Hydroponic gardens do well both indoors and outdoors. Many gardeners with limited space use hydroponic gardening as an alternative to traditional outdoor gardens. The lack of soil reduces digging, requires less space and avoids soil insects. Growing hydroponics requires maintaining the proper environment to make certain plants thrive in water, as opposed to soil.
Indoor hydroponic gardens require plant grow lights. Traditional household lights do not offer the different types of light rays required for optimum growth. The Virginia Extension Service recommends using metal halide or sodium vapor lamps for indoor hydroponic gardens. Leave lights on according to the number of recommended hours for the specific plants in the hydroponic garden.
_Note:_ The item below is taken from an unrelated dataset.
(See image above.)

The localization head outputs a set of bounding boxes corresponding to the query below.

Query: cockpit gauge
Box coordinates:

Air circulation is important to prevent mold and fungi growth on hydroponic plants. Plants pull carbon dioxide from the surrounding air for photosynthesis to grow, bloom and produce fruit. The Virginia Extension Service recommends placing a small fan near indoor hydroponic gardens to increase air flow. Modern hydroponic grow systems come with a fan feature for air circulation.
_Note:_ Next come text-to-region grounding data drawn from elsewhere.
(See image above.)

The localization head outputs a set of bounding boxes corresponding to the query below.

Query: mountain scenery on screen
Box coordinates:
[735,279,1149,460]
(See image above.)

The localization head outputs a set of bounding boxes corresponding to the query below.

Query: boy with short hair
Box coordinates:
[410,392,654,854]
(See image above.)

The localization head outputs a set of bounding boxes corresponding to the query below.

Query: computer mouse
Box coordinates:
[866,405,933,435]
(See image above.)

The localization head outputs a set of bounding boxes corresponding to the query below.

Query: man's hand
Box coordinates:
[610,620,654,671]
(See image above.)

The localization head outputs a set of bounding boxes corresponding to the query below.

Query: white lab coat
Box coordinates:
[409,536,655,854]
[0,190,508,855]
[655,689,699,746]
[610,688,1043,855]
Traditional gardening provides nutrients to plants through a soil medium. Hydroponic gardens require regular pH testing and fertilization for the proper water-nutrient balance. The Virginia Extension Service recommends using liquid fertilizer specifically made for hydroponic gardening. The pH levels should remain constant between 5 and 6. Gardeners can recycle old hydroponic water on houseplants or outdoor plants. Plants that grow rapidly, such as vegetables, need frequent fertilization to sustain growth and crop production.
Many types of plants do well for hydroponic growing, given the proper growing environment. Many home gardeners like to grow vegetables, herbs or flowering plants in this type of garden. EduBook recommends novice hydroponic gardeners try basil, lettuce, spinach and tomatoes for their first hydroponic plants.